Tuesday, June 29, 2010

Using Sharepoint 2007 Search via custom code

Recently, I’ve been working on a Sharepoint 2007 farm that has 500+ site collections, each representing a project.  The plan is to potentially have several GB of (scanned) documents in each of these projects, so they were set up as separate site collections to allow them to be split across different content databases, as well as be able to be backed up and restored independently if needed.

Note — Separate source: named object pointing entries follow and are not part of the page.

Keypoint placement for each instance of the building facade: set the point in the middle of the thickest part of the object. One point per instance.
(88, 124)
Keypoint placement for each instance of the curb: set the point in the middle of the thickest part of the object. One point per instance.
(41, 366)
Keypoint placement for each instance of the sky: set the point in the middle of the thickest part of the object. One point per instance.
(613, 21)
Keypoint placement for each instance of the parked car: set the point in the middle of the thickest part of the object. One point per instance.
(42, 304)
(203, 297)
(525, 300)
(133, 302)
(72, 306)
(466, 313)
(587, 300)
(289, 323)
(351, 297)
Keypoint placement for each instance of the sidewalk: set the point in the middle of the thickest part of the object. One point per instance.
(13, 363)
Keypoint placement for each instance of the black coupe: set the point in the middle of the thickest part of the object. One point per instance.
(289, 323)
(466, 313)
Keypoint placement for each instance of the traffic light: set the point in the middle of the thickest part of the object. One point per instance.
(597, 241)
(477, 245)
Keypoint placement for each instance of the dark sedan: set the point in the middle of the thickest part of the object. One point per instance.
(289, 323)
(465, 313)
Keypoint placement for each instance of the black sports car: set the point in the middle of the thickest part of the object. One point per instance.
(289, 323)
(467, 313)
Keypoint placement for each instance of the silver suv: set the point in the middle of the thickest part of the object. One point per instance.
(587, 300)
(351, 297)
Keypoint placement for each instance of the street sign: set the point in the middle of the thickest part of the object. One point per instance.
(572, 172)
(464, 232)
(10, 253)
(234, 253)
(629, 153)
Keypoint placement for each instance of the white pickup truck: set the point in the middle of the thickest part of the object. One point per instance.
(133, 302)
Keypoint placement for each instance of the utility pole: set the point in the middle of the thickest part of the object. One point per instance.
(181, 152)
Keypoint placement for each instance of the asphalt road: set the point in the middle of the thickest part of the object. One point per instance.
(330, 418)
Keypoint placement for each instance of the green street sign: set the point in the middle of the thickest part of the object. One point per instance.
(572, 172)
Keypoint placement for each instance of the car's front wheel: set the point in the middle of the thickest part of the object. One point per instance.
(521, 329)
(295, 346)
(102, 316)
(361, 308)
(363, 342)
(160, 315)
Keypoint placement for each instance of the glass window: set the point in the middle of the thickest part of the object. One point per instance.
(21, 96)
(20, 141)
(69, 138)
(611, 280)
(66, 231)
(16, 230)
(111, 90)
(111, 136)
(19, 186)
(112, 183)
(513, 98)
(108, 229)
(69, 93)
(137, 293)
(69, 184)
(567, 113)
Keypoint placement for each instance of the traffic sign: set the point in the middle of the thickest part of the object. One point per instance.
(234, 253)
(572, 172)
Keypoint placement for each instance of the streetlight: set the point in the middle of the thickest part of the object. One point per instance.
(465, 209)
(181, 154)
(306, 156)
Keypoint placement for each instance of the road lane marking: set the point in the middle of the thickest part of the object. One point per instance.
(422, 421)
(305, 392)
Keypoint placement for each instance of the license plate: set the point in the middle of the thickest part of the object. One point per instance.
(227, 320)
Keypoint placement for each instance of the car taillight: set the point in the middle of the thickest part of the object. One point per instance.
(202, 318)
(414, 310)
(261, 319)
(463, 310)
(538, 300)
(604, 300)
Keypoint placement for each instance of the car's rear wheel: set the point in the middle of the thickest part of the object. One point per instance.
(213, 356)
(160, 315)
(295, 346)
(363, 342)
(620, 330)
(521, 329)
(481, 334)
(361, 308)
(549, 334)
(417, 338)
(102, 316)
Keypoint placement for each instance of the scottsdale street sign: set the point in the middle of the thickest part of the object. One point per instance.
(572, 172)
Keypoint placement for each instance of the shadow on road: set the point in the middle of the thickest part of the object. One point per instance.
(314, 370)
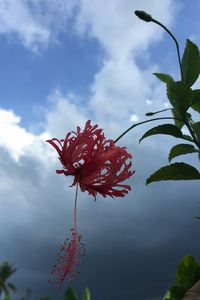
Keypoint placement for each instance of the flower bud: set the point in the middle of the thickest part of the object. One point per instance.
(143, 15)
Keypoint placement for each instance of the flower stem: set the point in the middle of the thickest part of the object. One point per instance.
(148, 18)
(143, 122)
(75, 207)
(176, 42)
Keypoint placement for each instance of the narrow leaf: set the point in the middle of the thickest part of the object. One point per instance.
(196, 128)
(70, 294)
(163, 77)
(169, 129)
(190, 63)
(196, 100)
(86, 294)
(176, 171)
(186, 271)
(181, 149)
(180, 123)
(187, 137)
(180, 96)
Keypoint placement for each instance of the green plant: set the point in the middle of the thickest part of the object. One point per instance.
(6, 270)
(187, 274)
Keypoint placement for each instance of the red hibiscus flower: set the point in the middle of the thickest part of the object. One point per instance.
(97, 164)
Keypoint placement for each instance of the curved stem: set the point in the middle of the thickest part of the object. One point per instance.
(75, 207)
(175, 40)
(143, 122)
(192, 133)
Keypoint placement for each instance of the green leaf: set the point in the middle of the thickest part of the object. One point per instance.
(176, 292)
(163, 77)
(180, 123)
(12, 286)
(181, 149)
(180, 96)
(176, 171)
(186, 272)
(7, 297)
(196, 128)
(169, 129)
(86, 294)
(190, 63)
(187, 137)
(70, 294)
(196, 100)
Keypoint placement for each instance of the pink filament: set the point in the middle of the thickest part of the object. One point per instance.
(69, 255)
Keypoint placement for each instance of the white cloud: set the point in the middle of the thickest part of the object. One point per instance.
(116, 27)
(34, 22)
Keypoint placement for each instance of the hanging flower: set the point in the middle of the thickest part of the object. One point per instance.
(97, 164)
(70, 255)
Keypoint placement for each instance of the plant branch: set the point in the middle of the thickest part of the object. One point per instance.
(147, 121)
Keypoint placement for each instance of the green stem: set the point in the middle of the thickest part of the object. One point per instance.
(191, 132)
(147, 121)
(175, 40)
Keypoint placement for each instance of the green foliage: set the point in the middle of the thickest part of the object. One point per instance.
(181, 149)
(196, 100)
(196, 128)
(6, 270)
(71, 294)
(187, 274)
(180, 123)
(168, 129)
(190, 63)
(176, 171)
(180, 96)
(86, 294)
(163, 77)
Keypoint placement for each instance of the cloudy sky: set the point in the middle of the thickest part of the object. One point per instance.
(64, 62)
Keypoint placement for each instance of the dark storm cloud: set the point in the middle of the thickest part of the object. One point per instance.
(133, 244)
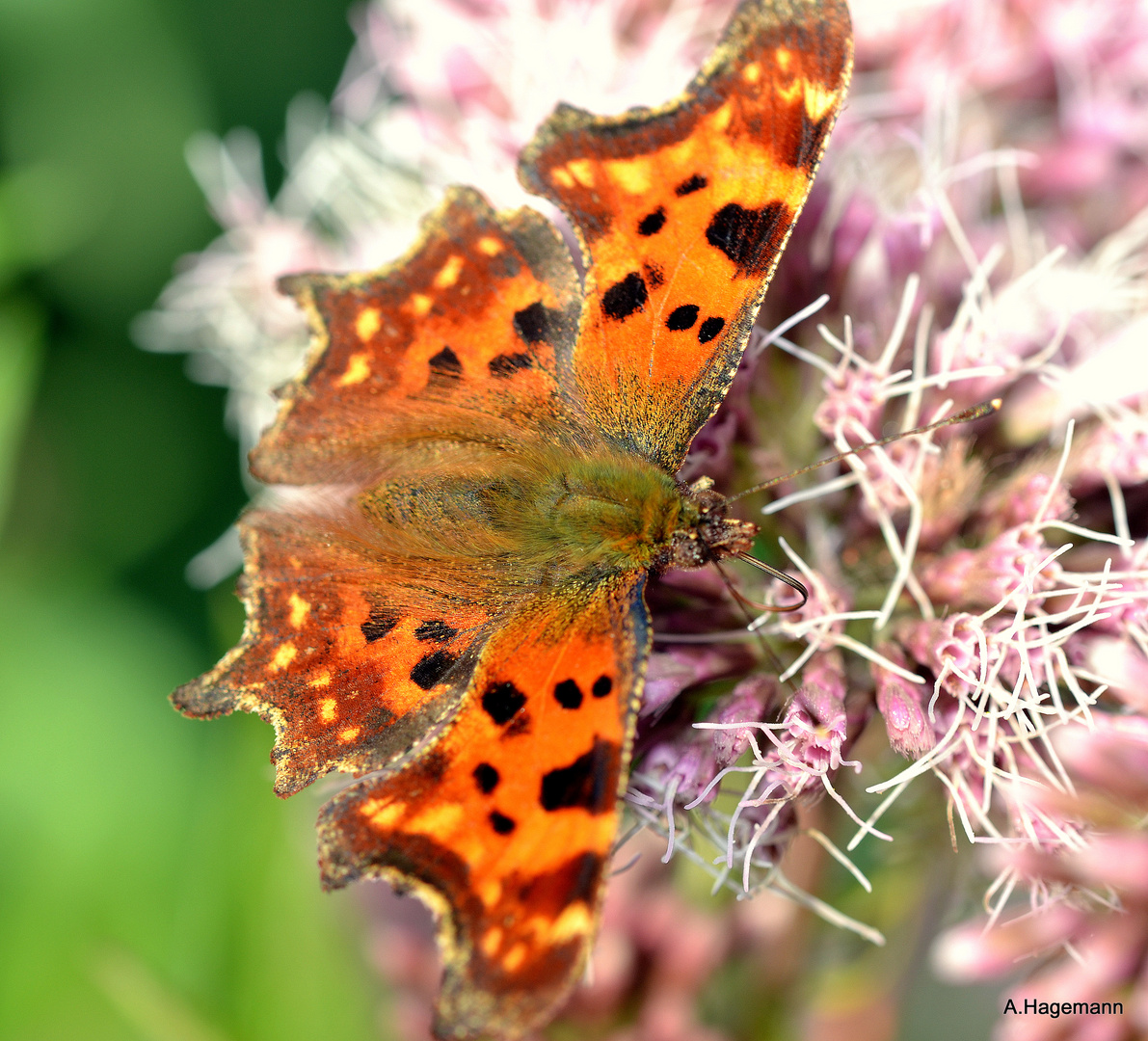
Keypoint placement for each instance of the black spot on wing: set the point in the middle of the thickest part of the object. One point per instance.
(625, 297)
(502, 700)
(709, 329)
(435, 631)
(653, 223)
(487, 778)
(537, 323)
(506, 365)
(569, 694)
(379, 624)
(589, 783)
(682, 318)
(583, 873)
(691, 185)
(750, 238)
(430, 669)
(444, 367)
(806, 144)
(654, 275)
(500, 822)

I’ve been tasked with modifying a custom webpart that rolls up some information (tasks) from these individual site collections.  The original version of this webpart iterated through every site collection on the web application, found the task list, and loaded the tasks.  It worked with 20-30 site collections (but was slow), but would timeout with 500+.  A few weeks ago, I made a couple of quick tweaks to reduce the amount of list-scanning used and properly dispose objects after their use and got it down to a 50s load-time on those 500 site collections, but could get no further.  Creating 500+ SPSite objects just isn’t fast, and SPSiteDataQuery doesn’t work across site collections.  So I’ve been tasked with finding an alternate way to do it, and we’ve settled on using MOSS Search.

After a few false-starts (initially using WSS search instead of MOSS search), and some issues around dates (use ISO8601 format), my query ran like I expected and pulled back all the tasks.  I switched over to FullTextSqlQuery (to get the range comparison operators) and the core functionality of my custom search piece was done.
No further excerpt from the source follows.